For approximately one month a year, the nuclei of lead atoms traveling near the speed of light will collide in the Large Hadron Collider's (LHC) ALICE experiment, generating a fireball about 100,000 times hotter than the core of our Sun. At these temperatures protons and neutrons dissolve into a "particle soup" of quarks and gluons, known as the quark-gluon plasma-a state of matter that first occurred in nature at the birth of our Universe almost 14 billion years ago, a few millionths of a second after the Big Bang. By watching this "soup" cool, physicists hope to better understand the nature of matter, which makes up everything from galaxies to humans.
For the month that these lead ions collide, the ALICE experiment will collect over 10 terabytes of data per day, equivalent to the amount of information that could be stored on 20,000 DVDs.
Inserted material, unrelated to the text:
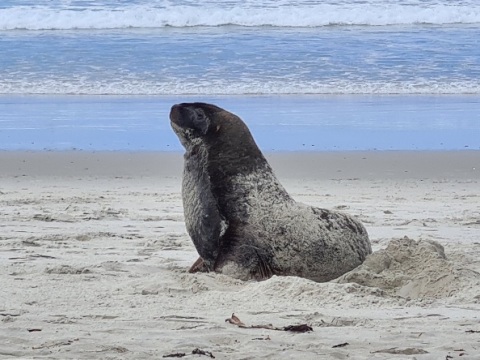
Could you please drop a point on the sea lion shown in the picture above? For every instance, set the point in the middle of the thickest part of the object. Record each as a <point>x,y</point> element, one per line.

About 10 percent of this data will travel from the LHC in Switzerland to the National Energy Research Scientific Computing Center (NERSC) at the Lawrence Berkeley National Laboratory (Berkeley Lab) and to Lawrence Livermore National Laboratory (LLNL) in Northern California via the Department of Energy's (DOE's) Energy Sciences Network (ESnet). These facilities will provide the primary computing and storage resources for the ALICE collaboration in North and South America.
A Dedicated Link Between Europe and California
ALICE data will flow from Europe to California on ESnet's Science Data Network (SDN), which is optimized for large data transfers. This strategy allows the ALICE researchers to leverage ESnet's On Demand Secure Circuits and Reservation System (OSCARS) protocol to set up multi-domain, virtual circuits for guaranteed end-to-end transfers.
"ESnet has been facilitating large, distributed scientific collaborations like ALICE since its inception and has the finely tuned infrastructure and a knowledgeable staff eager to assist with the transfer of these massive datasets," says Steve Cotter, who heads ESnet. "Our high speed networking architecture is finely tuned to guarantee the performance of these temporal data flows. The OSCARS system which manages bandwidth allocations on the Science Data Network is specifically designed for this purpose."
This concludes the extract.